Given a string as input (ASCII printable characters only), output the string with the letters "raining" down. Each letter must be a random number of lines downward (random between 0 and the length of the string, each having non-zero probability), and only one character per column. All possible outputs must again have a non-zero probability of occurring.

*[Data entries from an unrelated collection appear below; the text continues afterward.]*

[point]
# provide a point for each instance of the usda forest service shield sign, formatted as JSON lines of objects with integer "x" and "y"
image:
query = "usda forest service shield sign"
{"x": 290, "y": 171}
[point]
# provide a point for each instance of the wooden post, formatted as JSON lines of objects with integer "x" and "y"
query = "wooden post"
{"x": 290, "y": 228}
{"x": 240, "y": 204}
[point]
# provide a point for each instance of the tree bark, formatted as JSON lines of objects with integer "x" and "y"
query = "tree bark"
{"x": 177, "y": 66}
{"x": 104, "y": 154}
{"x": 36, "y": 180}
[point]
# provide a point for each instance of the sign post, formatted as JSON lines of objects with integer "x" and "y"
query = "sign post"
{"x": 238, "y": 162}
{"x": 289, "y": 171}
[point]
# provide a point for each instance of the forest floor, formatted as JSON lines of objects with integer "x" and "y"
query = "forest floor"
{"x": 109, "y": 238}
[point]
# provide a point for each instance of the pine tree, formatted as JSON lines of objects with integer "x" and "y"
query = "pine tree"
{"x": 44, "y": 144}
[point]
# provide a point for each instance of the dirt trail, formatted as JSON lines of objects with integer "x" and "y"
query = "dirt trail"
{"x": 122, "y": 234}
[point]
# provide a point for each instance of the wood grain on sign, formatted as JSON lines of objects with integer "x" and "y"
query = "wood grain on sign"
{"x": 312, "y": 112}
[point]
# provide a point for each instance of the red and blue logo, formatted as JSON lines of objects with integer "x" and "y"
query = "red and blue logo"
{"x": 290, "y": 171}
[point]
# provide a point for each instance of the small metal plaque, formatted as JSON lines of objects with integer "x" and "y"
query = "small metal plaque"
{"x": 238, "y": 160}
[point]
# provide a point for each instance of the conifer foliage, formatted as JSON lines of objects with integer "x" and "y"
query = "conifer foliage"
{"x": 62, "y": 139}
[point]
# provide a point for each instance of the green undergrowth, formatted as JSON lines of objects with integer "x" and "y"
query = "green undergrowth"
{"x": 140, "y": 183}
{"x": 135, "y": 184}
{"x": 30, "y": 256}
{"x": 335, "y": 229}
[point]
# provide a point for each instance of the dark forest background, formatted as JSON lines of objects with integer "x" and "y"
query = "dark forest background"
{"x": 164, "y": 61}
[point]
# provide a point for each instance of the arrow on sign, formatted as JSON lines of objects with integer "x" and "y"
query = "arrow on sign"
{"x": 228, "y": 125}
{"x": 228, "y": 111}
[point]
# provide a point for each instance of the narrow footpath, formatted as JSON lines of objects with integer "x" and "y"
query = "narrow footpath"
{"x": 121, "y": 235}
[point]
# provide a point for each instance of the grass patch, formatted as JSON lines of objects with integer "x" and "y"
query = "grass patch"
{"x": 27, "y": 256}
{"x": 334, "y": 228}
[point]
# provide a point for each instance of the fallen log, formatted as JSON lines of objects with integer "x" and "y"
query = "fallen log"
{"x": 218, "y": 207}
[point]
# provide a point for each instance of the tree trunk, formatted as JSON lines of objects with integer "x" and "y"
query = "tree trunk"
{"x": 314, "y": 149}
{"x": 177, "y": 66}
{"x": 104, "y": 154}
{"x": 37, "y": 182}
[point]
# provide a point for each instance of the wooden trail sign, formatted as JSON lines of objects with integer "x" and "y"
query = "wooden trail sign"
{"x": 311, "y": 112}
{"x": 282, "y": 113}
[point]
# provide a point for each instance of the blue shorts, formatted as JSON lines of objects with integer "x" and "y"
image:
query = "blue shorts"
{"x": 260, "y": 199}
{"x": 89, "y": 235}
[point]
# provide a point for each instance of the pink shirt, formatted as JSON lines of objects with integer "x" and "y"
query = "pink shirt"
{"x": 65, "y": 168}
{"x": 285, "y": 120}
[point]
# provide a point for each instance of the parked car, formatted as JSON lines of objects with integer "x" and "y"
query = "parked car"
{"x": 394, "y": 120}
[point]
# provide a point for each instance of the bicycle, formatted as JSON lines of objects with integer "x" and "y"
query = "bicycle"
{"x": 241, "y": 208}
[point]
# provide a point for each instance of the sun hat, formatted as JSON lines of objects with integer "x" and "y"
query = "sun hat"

That's maybe a little confusing, so here's an example (taken from that CMC):

Hello World

          d
H
       o
  llo

         l
      W
 e
        r

Note how the H is one space down, the d is zero down, and the llo all happen to line up. The r is the farthest down, at 9, but is still less than the string length away from the top. This is just one example, there are dozens of other possibilities for input Hello World.

Other examples could be:

test

t
 e
  s
   t


PP&CG

  & G
 P

P  C

  • Input and output can be given by any convenient method.
  • The input is guaranteed non-empty (i.e., you'll never receive "" as input).
  • You can print it to STDOUT or return it as a function result.
  • Either a full program or a function are acceptable.
  • Any amount of extraneous whitespace is acceptable, so long as the characters line up appropriately (e.g., feel free to pad as a rectangle).
  • Standard loopholes are forbidden.
  • This is so all usual golfing rules apply, and the shortest code (in bytes) wins.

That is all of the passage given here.